2月1日(月)、今日は午前中に休みをもらっていましたので、徳島市内で雑務を済ませて、木工会館に少しだけ立ち寄りました。春の展覧会が始まって、さまざまなものが飾られていましたので少し紹介します。

まずは、昔の看板を展示していましたので、写真を撮らせて頂きました。「実用書法」の授業では毎年この時期に4年生が表札を彫ります。木に彫刻刀で彫るのですが、実はいろいろな彫り方があります。このような昔の木彫りの看板が良いお手本になります。これは文字も右から左に書かれています。「ドクヌキ丸」です。この部分は「かまぼこ彫り」を使っています。周りの篆隷書は「溝彫り」です。地に銀箔を貼っています。よく見ると、文字の部分に箔を貼っている部分と、地に箔を貼っている部分があります。様々な技法を使って複雑でお洒落な作品になっています。
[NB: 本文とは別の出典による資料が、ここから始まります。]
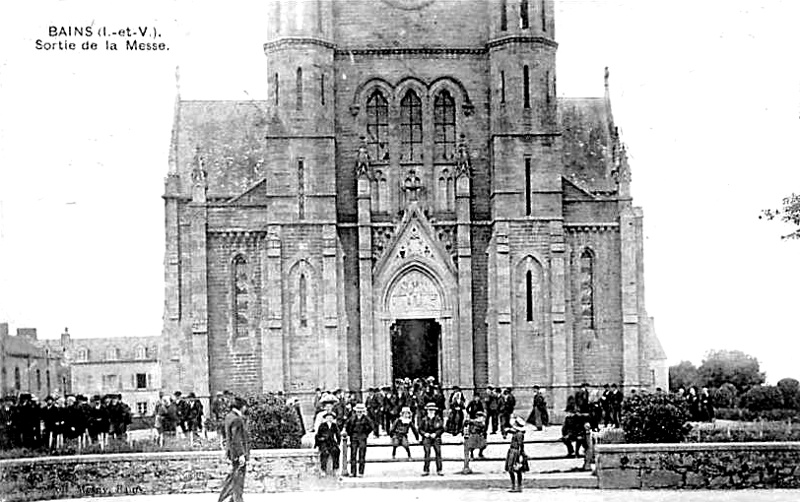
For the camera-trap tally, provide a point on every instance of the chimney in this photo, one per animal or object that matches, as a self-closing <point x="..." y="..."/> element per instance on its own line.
<point x="29" y="333"/>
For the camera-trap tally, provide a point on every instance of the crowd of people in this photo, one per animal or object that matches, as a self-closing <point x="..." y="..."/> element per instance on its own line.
<point x="71" y="421"/>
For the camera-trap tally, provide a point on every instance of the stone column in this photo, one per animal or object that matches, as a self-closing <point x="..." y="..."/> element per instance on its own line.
<point x="368" y="347"/>
<point x="329" y="301"/>
<point x="198" y="372"/>
<point x="559" y="377"/>
<point x="505" y="355"/>
<point x="464" y="256"/>
<point x="273" y="363"/>
<point x="630" y="306"/>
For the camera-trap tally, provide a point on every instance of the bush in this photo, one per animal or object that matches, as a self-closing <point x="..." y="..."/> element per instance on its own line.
<point x="272" y="424"/>
<point x="724" y="396"/>
<point x="762" y="398"/>
<point x="655" y="418"/>
<point x="790" y="389"/>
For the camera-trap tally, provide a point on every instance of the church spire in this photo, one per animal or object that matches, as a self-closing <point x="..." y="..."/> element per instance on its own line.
<point x="176" y="119"/>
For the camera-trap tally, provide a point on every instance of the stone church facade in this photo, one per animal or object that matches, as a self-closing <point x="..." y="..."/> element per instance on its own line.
<point x="411" y="199"/>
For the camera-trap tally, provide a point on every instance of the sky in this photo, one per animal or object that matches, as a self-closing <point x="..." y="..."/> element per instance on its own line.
<point x="706" y="94"/>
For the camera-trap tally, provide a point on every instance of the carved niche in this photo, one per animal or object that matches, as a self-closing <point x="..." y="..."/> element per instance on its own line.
<point x="415" y="295"/>
<point x="413" y="244"/>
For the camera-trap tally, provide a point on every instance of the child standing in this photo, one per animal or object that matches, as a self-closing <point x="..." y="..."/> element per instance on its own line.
<point x="516" y="459"/>
<point x="399" y="431"/>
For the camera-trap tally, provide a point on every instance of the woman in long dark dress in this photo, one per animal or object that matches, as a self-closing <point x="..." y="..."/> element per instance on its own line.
<point x="516" y="459"/>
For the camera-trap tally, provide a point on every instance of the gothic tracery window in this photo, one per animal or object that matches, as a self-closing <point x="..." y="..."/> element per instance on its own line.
<point x="587" y="289"/>
<point x="240" y="296"/>
<point x="378" y="126"/>
<point x="410" y="127"/>
<point x="444" y="124"/>
<point x="302" y="294"/>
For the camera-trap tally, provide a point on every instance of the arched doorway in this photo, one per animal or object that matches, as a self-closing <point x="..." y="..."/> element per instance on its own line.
<point x="416" y="348"/>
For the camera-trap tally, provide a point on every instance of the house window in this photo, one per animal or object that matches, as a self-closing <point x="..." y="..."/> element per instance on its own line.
<point x="523" y="14"/>
<point x="411" y="127"/>
<point x="587" y="289"/>
<point x="444" y="124"/>
<point x="526" y="87"/>
<point x="302" y="293"/>
<point x="377" y="126"/>
<point x="299" y="90"/>
<point x="240" y="296"/>
<point x="110" y="382"/>
<point x="527" y="186"/>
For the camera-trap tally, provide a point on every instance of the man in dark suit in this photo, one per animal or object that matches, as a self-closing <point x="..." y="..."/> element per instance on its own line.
<point x="237" y="449"/>
<point x="358" y="428"/>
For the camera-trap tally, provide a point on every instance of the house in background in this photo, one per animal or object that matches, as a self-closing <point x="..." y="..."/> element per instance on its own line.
<point x="118" y="365"/>
<point x="26" y="366"/>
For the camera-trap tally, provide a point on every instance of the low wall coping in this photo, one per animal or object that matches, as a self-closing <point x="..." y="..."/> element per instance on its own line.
<point x="156" y="455"/>
<point x="688" y="447"/>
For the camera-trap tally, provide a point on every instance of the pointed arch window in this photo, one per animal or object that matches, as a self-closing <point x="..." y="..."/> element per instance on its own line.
<point x="444" y="125"/>
<point x="587" y="289"/>
<point x="529" y="296"/>
<point x="299" y="89"/>
<point x="410" y="127"/>
<point x="382" y="201"/>
<point x="526" y="87"/>
<point x="377" y="126"/>
<point x="543" y="10"/>
<point x="241" y="290"/>
<point x="302" y="292"/>
<point x="523" y="14"/>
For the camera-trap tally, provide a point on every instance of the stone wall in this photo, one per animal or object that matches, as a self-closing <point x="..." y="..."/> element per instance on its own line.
<point x="152" y="473"/>
<point x="699" y="465"/>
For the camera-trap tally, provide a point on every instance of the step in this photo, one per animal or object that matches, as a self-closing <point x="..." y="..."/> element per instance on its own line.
<point x="476" y="481"/>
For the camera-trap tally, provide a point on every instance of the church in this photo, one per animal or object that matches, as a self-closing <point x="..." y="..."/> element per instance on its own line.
<point x="412" y="199"/>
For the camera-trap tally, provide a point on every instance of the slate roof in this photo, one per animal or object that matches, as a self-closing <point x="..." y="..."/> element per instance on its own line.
<point x="20" y="346"/>
<point x="230" y="137"/>
<point x="589" y="139"/>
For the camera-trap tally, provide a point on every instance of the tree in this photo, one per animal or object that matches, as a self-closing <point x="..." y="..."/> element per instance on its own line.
<point x="762" y="398"/>
<point x="730" y="366"/>
<point x="790" y="390"/>
<point x="683" y="374"/>
<point x="790" y="213"/>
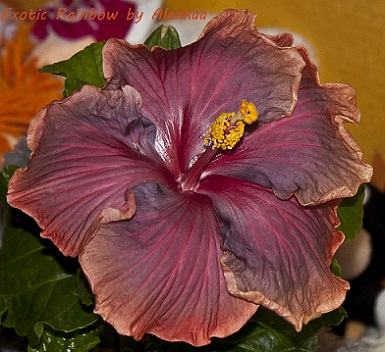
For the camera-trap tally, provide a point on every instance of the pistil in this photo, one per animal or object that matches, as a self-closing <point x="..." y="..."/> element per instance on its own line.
<point x="224" y="133"/>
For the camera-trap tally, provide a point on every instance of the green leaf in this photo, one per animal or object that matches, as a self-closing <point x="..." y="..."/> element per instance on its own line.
<point x="38" y="285"/>
<point x="166" y="37"/>
<point x="85" y="67"/>
<point x="350" y="212"/>
<point x="81" y="341"/>
<point x="5" y="175"/>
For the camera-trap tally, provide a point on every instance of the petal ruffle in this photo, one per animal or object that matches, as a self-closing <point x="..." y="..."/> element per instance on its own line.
<point x="310" y="153"/>
<point x="160" y="273"/>
<point x="278" y="252"/>
<point x="184" y="90"/>
<point x="87" y="151"/>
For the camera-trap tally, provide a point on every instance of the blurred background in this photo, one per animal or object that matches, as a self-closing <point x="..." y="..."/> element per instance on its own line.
<point x="347" y="38"/>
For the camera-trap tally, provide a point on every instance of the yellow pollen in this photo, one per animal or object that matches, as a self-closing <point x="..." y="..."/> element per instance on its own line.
<point x="229" y="127"/>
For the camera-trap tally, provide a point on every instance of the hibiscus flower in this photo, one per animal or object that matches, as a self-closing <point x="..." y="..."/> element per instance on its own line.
<point x="199" y="183"/>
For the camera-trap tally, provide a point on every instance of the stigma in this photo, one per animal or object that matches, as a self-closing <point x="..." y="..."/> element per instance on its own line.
<point x="229" y="127"/>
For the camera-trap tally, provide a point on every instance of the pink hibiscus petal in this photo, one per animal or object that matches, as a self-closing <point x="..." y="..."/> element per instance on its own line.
<point x="185" y="90"/>
<point x="160" y="272"/>
<point x="87" y="151"/>
<point x="278" y="252"/>
<point x="310" y="153"/>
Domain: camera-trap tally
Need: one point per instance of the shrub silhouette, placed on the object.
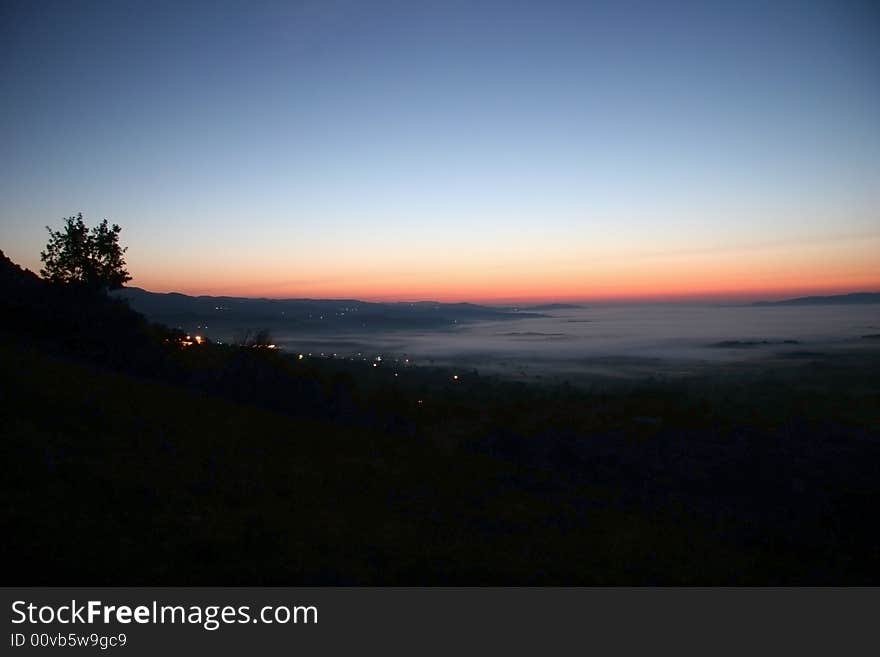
(89, 258)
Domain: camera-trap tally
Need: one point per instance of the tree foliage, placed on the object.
(86, 257)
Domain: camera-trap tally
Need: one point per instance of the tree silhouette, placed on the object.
(86, 257)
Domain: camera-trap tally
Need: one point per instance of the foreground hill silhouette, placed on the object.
(131, 460)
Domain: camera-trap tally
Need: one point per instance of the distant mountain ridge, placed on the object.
(837, 299)
(175, 309)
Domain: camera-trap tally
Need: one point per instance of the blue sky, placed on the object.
(404, 149)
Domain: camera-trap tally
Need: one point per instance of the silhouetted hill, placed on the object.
(306, 314)
(129, 458)
(837, 299)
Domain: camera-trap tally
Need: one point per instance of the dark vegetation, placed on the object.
(129, 459)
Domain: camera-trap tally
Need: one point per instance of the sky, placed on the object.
(479, 151)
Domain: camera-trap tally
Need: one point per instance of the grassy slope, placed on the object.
(115, 480)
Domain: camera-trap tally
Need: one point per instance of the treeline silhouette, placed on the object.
(129, 459)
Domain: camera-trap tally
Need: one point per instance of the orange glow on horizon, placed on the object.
(736, 275)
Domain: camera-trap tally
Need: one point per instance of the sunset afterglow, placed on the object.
(456, 152)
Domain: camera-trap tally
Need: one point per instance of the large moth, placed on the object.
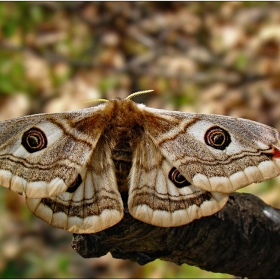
(170, 167)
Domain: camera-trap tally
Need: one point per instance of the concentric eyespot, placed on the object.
(75, 184)
(34, 140)
(217, 138)
(177, 178)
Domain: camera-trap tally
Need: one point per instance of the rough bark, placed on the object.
(243, 239)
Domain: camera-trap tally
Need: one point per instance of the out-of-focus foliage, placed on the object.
(209, 57)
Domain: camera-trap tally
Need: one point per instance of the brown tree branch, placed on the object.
(242, 239)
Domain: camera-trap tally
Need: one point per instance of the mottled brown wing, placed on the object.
(215, 153)
(92, 205)
(158, 195)
(43, 155)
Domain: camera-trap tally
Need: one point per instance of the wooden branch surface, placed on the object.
(243, 239)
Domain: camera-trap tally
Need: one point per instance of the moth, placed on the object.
(76, 168)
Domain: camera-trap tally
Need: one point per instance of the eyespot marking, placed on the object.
(177, 178)
(217, 138)
(34, 140)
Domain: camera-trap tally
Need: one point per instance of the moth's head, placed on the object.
(118, 98)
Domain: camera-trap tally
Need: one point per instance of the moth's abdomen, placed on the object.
(122, 158)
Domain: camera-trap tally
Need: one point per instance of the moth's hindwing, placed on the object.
(215, 153)
(160, 197)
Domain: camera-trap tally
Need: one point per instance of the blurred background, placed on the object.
(206, 57)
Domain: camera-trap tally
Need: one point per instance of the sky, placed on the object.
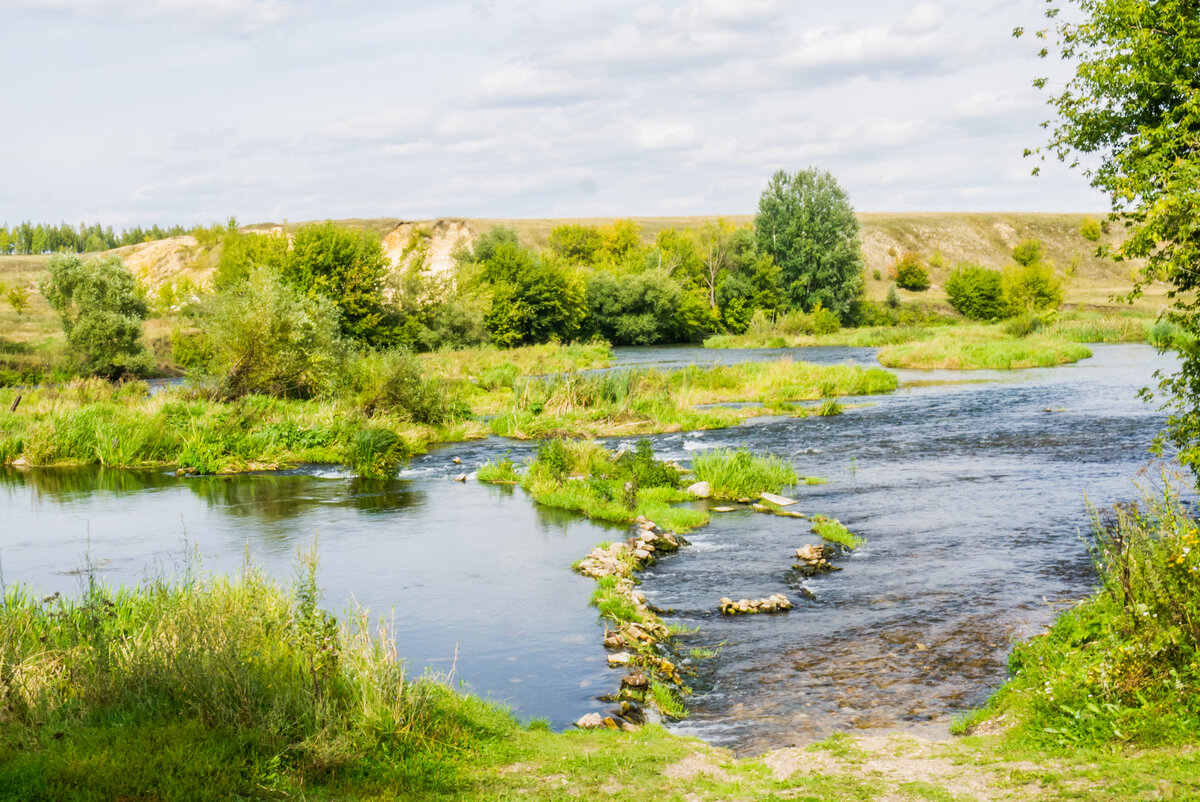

周囲の彫刻が素晴らしい。文字は右から「阿淡御両国御免」と書いてあります。江戸時代は、阿波・淡路が両方とも徳島藩で、そこで商売できる資格が有る事を宣伝するための看板です。かまぼこ彫りの頂上部の金箔がこすれて少し落ちて、線の中心が黒く見え、立体的です。長い期間に掃除などで拭いているうちに落ちたのでしょうが、却って味になっています。

工芸品のひな人形展も開催されていました。陶芸の「八寸」先生の展示販売ブースです。かわいい陶器製のひな人形が飾られています。狭い住宅事情から、最近はこんなかわいいサイズのひな人形が流行っています。

2点拡大します。お皿にひな人形を載せてあるだけですので、祭りが終われば、お皿として利用できます。

猫が流行っていますので、猫のひな人形もあります。おびなは酒の徳利を持っているのでしょうか?先生に聞いてみないとわかりませんね。めびなはお魚です。お皿は桜のはなびらの形です。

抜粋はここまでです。